La pièce, très intense, débute dans le superbe théâtre à ciel ouvert de l'Agora par des images du "highliner" Nathan Paulin qui semble voler pieds nus sur une mince sangle suspendue plusieurs centaines de mètres au dessus d'un cirque naturel. Mais le funambule moderne, connu notamment pour avoir en 2017 effectué une traversée de 1.660 mètres à 340 mètres au dessus du Cirque de Navacelles (Gard), surgit aussi devant les spectateurs sur un filin qui traverse la scène.
En voix off, il explique vouloir "repousser, les limites", "défricher". "Là-haut, ce que je vais chercher c'est la liberté, c'est ça qui me pousse à être régulièrement dans les airs", poursuit-il.
Des acrobates, voltigeurs et grimpeurs, le contemplent depuis la scène et un mur d'escalade blanc qui constitue le décor de fond: ils tentent en vain de le rejoindre en s'élançant vers lui, multipliant les lancers et porters parfois vertigineux et puissants, parfois lents et d'une grande douceur.
La championne suisse d'escalade Nina Caprez apparaît ensuite sur des images dans l'immensité d'une paroi semblant aussi lisse qu'abrupte. Mais les spectateurs peuvent suivre parallèlement la virtuosité et l'élégance de ses mouvements sur le mur d'escalade. "Plus je suis haut, plus je suis dans mon élément", assure la voix de la grimpeuse.
Dans un ballet fulgurant, Nina Caprez et une dizaine d'acrobates sont projetés vers et depuis le mur d'escalade. Mais ils ne parviennent pas à atteindre le funambule qui finit par redescendre au sol porté par les acrobates, comme une métaphore de la condition humaine.
- "Profondément chorégraphiques" -
Après l'annulation du 40e festival en 2020 à cause de la crise sanitaire, "Corps extrêmes" a marqué mercredi soir la renaissance de Montpellier Danse et ses retrouvailles réussies avec le public -- des spectateurs ravis de renouer avec le spectacle vivant et qui ont longuement applaudi la pièce, jouée à nouveau jeudi soir.

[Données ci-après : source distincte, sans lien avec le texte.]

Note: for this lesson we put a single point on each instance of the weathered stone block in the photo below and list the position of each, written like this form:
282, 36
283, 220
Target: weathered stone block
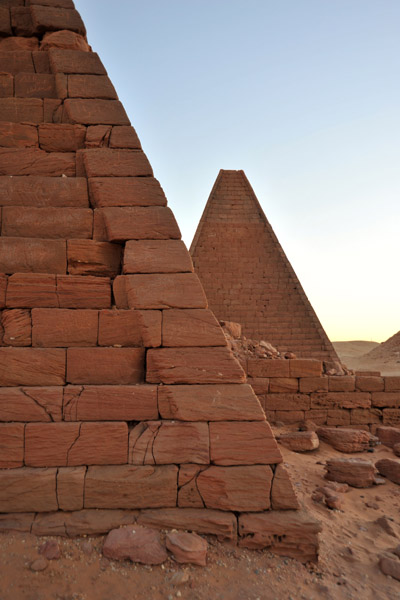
223, 402
31, 366
130, 328
243, 443
110, 403
131, 487
126, 191
193, 365
160, 443
119, 366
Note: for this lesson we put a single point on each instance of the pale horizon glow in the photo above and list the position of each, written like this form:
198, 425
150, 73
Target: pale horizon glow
302, 95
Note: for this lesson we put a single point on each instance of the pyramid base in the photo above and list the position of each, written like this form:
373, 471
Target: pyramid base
287, 533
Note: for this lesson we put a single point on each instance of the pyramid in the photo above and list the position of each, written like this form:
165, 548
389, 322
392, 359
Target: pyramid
246, 275
119, 399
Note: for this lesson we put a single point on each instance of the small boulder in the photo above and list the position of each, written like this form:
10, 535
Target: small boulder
299, 441
389, 468
187, 548
137, 543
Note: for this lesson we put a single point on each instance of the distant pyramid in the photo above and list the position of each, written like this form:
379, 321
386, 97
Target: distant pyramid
247, 276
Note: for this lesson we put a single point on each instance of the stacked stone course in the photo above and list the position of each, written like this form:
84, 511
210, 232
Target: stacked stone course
119, 398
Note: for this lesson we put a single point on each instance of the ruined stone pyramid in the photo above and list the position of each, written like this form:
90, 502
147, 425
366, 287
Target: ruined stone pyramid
119, 399
246, 275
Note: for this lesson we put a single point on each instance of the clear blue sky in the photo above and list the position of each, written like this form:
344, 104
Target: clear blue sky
304, 95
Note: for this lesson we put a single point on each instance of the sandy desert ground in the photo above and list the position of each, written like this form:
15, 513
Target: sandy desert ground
351, 543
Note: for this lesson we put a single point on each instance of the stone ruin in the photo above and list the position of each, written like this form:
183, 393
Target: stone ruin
120, 401
247, 276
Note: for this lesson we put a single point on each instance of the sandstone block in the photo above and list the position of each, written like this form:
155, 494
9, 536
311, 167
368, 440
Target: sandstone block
32, 366
51, 223
31, 404
120, 366
24, 255
17, 135
126, 191
11, 445
17, 327
52, 328
261, 367
23, 490
73, 444
91, 86
43, 191
156, 256
223, 402
95, 112
214, 522
128, 486
168, 442
88, 257
177, 290
57, 137
130, 328
75, 61
293, 534
70, 486
193, 365
191, 328
20, 110
243, 443
110, 403
227, 488
283, 496
299, 441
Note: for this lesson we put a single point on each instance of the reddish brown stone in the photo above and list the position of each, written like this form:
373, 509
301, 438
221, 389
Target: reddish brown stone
52, 223
95, 112
13, 135
130, 328
17, 327
227, 488
193, 365
43, 191
24, 255
167, 442
72, 444
11, 445
177, 290
214, 522
23, 490
293, 534
91, 86
126, 191
19, 110
156, 256
28, 366
124, 137
67, 40
49, 18
31, 404
118, 366
32, 161
222, 402
283, 496
53, 328
55, 137
89, 257
70, 486
131, 487
109, 403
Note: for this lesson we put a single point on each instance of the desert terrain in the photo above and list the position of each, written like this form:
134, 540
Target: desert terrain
351, 542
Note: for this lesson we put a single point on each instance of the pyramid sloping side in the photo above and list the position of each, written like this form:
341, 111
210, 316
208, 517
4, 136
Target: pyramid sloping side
246, 275
117, 389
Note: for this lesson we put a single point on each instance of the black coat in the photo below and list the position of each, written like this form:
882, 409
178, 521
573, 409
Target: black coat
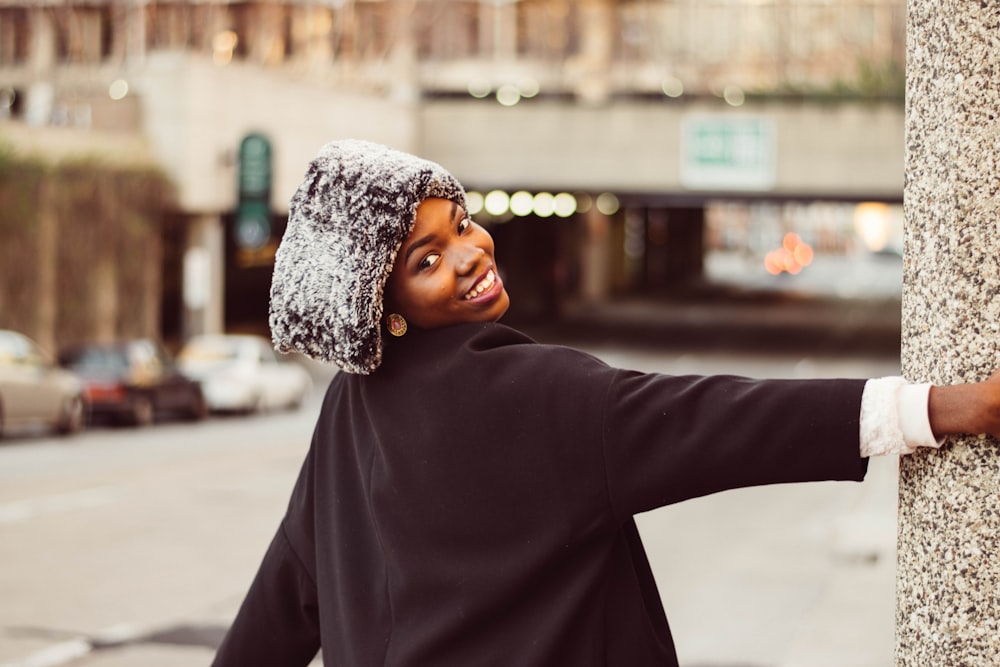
470, 503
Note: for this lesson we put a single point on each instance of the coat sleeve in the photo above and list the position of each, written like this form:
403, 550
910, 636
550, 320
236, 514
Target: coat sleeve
668, 438
278, 621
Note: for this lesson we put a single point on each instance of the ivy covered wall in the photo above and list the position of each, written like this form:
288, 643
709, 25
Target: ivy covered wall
80, 248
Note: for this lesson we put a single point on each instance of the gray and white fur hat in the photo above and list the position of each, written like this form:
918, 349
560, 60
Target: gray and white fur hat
346, 222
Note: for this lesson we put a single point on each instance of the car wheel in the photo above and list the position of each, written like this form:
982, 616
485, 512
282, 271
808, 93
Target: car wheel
142, 411
73, 416
199, 407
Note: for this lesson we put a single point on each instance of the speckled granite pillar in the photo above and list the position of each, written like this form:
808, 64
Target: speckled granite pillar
948, 569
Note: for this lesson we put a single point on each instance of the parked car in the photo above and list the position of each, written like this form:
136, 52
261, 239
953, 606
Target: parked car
34, 390
134, 382
242, 373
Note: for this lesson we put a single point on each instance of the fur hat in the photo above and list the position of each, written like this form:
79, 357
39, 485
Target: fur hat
346, 223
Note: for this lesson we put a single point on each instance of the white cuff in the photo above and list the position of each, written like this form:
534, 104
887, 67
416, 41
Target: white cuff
911, 406
894, 417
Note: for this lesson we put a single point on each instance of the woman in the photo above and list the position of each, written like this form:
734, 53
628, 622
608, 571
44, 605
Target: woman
469, 493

"J'ai réuni des gens que je sais profondément chorégraphiques mais qui n'ont pas de bagage de danse", a expliqué mercredi devant la presse le danseur et chorégraphe Rachid Ouramdane, né à Nîmes en 1971 dans une famille algérienne ayant fui la guerre.
"Il y a du chorégraphique dans une cour de récré, dans la rue, dans la nature", dit celui qui a découvert la danse dans la rue à l'âge de 12 ans avec le hip hop "contestataire" et a été nommé en 2021 à la tête du prestigieux Théâtre national de la Danse de Chaillot.
Avec "Corps extrêmes", Ouramdane, qui a co-dirigé avec le circassien Yoann Bourgeois le Centre chorégraphique national de Grenoble, dit avoir voulu une nouvelle fois "aller chercher ce qu'il y a derrière le geste" mais aussi donner à voir "la sérénité", "l'hyper attention aux autres" et la "dimension d'aventuriers" de ses interprètes qui "étudient les limites et créent des possibles".
"Ce ne sont pas des gens qui jouent avec la mort, ils se sécurisent", souligne-t-il, parlant à propos des acrobates de leurs "sculptures humaines vertigineuses", leur "vitesse prodigieuse" mais aussi de la "finesse des regards" et de leur "capacité à être là pour l'autre à tout instant".
Marqué par le destin de son père, victime de la torture, Rachid Ouramdane a notamment travaillé autour de cette thématique et de celle de l'exil. Il dit pour cette création avoir notamment eu en tête le "grand échappé" vertigineux que le danseur légendaire Vaslav Nijinski avait accompli alors qu'il était interné en hôpital psychiatrique en Suisse en 1939. Un "symbole assez troublant de nos tentatives d'échapper à la gravité", résume-t-il.